He got the Very light out, and fired an orange distress flare. There was seldom any German naval traffic in the Channel during daylight. They tended to keep to the inshore run behind their minefields. He fired another flare and then water cascaded in through the flap and he hurriedly zipped it up. There were some field rations in the emergency kit. He tried to eat one of the dried fruit blocks and was violently sick and his leg was on fire again. Hurriedly, he got another morphine ampule and injected himself. After a while, he pillowed his head on his hands and slept again.
Outside, the sea lifted as the afternoon wore on. It started to get dark soon after five o’clock. By that time the wind was blowing sou’westerly, turning him away from the French coast and the Cherbourg Peninsula so that by six o’clock he was ten miles to the west of the Casquets Light off the island of Alderney. And then the wind veered again, pushing him down along the outer edge of the Gulf of St Malo toward Guernsey.
Kelso was aware of none of these things. He awakened around seven o’clock with a high temperature, washed his face with a little water to cool it, was sick again and dropped into something approaching a coma.

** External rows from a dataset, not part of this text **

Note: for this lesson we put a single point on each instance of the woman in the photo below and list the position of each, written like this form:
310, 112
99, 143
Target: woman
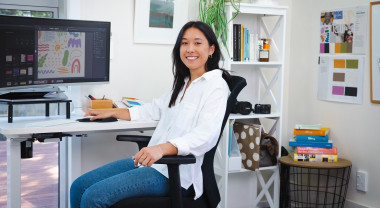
190, 116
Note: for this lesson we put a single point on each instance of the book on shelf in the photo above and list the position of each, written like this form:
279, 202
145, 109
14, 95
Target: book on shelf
294, 143
241, 43
234, 42
317, 150
308, 126
246, 45
311, 138
314, 157
320, 132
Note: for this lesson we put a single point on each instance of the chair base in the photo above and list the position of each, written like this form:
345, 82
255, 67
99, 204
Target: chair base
163, 202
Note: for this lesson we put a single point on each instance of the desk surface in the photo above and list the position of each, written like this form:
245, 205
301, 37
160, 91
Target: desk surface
342, 163
21, 126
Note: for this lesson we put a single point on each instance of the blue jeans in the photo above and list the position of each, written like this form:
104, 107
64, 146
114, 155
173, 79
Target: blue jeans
118, 180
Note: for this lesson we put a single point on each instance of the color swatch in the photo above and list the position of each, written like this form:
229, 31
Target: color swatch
346, 76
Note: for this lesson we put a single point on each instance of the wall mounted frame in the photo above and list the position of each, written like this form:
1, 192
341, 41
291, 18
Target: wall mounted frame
375, 51
158, 21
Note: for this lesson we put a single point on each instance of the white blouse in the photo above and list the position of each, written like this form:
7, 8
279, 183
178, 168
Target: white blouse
192, 125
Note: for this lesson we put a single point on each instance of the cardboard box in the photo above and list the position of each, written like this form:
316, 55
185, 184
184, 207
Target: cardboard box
99, 104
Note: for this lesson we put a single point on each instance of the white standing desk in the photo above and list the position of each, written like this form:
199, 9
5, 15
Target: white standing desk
21, 129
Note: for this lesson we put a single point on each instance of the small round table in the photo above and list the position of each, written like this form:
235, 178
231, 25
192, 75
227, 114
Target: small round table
313, 184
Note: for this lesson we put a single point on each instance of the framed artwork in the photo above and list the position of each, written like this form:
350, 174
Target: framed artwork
375, 51
159, 21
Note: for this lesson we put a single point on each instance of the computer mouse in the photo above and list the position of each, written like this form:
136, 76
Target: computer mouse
110, 119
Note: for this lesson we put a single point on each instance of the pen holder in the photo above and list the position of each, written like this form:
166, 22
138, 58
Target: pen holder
99, 104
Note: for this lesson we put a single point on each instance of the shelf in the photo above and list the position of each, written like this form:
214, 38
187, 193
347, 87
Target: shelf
251, 115
256, 63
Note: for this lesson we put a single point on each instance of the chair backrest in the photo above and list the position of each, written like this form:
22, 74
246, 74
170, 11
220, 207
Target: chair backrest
210, 188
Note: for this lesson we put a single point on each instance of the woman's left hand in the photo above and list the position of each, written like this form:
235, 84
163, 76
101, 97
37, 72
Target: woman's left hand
148, 155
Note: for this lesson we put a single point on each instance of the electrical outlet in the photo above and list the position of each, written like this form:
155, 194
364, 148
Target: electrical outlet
362, 180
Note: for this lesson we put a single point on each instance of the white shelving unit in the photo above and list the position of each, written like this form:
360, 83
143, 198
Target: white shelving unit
264, 86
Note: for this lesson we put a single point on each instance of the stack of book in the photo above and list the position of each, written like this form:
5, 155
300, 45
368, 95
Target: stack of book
245, 45
312, 144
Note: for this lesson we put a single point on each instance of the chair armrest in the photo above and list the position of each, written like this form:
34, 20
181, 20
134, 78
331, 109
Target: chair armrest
170, 159
176, 159
142, 141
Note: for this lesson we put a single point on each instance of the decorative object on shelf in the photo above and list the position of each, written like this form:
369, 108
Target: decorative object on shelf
264, 50
213, 13
159, 21
375, 51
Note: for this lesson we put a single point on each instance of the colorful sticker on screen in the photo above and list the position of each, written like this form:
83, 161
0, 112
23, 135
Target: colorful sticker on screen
61, 54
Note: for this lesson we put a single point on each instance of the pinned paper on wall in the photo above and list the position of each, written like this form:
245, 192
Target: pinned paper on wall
340, 78
344, 30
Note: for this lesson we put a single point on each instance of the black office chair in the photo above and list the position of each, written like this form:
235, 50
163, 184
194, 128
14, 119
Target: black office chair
210, 197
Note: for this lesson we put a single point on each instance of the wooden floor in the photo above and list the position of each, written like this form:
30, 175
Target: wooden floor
39, 177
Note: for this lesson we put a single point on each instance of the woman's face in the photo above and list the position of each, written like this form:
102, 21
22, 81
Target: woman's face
195, 49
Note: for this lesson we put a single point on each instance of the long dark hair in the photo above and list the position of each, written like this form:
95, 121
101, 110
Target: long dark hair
180, 70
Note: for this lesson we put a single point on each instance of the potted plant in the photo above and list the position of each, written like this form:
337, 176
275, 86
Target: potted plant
212, 12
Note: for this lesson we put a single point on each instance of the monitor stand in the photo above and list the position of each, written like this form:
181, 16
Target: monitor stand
33, 96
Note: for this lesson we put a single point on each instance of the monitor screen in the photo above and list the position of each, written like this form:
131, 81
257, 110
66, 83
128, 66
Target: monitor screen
39, 51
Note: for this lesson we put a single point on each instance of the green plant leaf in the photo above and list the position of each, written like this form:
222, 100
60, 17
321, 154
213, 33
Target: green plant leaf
213, 13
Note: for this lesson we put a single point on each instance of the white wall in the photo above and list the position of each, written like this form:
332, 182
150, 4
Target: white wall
353, 127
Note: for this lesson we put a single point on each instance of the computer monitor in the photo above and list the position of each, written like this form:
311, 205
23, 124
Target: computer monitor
38, 52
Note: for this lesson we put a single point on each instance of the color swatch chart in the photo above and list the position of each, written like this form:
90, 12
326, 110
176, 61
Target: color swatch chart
341, 78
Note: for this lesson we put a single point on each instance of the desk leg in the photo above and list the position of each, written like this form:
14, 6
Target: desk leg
13, 174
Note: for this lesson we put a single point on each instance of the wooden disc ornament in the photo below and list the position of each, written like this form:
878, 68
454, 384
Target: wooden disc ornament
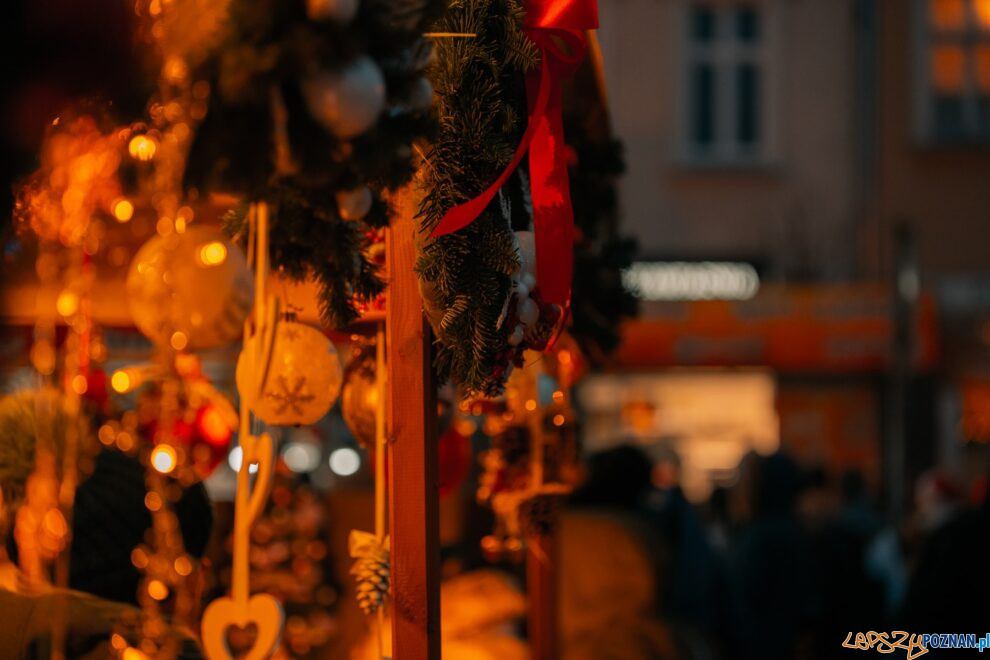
303, 377
191, 290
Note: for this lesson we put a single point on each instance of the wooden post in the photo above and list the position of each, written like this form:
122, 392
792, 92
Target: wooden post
541, 591
412, 457
540, 560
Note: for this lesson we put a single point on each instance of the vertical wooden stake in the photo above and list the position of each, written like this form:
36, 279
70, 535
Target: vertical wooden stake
412, 457
541, 590
540, 560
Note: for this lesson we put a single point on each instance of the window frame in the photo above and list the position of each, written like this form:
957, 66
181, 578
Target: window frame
727, 56
925, 37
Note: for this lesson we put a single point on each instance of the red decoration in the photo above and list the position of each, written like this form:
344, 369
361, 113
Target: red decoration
552, 25
206, 440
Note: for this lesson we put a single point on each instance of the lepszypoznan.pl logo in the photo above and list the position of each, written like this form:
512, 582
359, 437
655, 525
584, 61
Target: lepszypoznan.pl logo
915, 644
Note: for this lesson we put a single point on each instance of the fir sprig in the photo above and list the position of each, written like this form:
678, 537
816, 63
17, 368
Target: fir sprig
269, 47
466, 276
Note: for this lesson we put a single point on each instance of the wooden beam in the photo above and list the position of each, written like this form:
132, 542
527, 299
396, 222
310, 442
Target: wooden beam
541, 591
412, 458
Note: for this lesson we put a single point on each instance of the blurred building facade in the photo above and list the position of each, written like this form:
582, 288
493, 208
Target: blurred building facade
798, 136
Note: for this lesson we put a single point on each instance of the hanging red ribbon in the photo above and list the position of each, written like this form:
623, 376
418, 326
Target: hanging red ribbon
557, 27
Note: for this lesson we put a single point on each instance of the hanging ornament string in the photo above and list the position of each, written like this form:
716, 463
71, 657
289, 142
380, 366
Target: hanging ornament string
557, 28
240, 608
380, 461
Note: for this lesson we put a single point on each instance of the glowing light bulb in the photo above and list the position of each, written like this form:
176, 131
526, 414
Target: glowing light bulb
234, 459
120, 382
79, 384
344, 461
67, 303
179, 340
142, 147
213, 253
163, 458
123, 210
157, 590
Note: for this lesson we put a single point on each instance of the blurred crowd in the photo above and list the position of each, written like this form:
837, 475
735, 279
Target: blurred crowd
784, 564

In London, Dougal Munro was working at his desk, the slight scratching of his pen the only sound in the quiet of the room. There was a knock at the door and Jack Carter limped in with a folder in one hand. He put it down in front of Munro.
‘Latest list from Slapton, sir.’
‘Anything on Kelso?’
‘Not a thing, sir, but they’ve got every available ship out there in the bay looking for the missing bodies.’
Dougal Munro got up and moved to the window. The wind moaned outside, hurling rain against the pane. He shook his head and said softly, ‘God help sailors at sea on a night like this.’
As commander of Army Group B, Field Marshal Erwin Rommel was responsible for the Atlantic Wall defenses, his sole task to defeat any Allied attempt to land in northern France. Since taking command in January of 1944 he had strengthened the coastal defenses to an incredible degree, tramping the beaches, visiting every strongpoint, impressing his own energetic presence on everyone from divisional commanders to the lowliest private.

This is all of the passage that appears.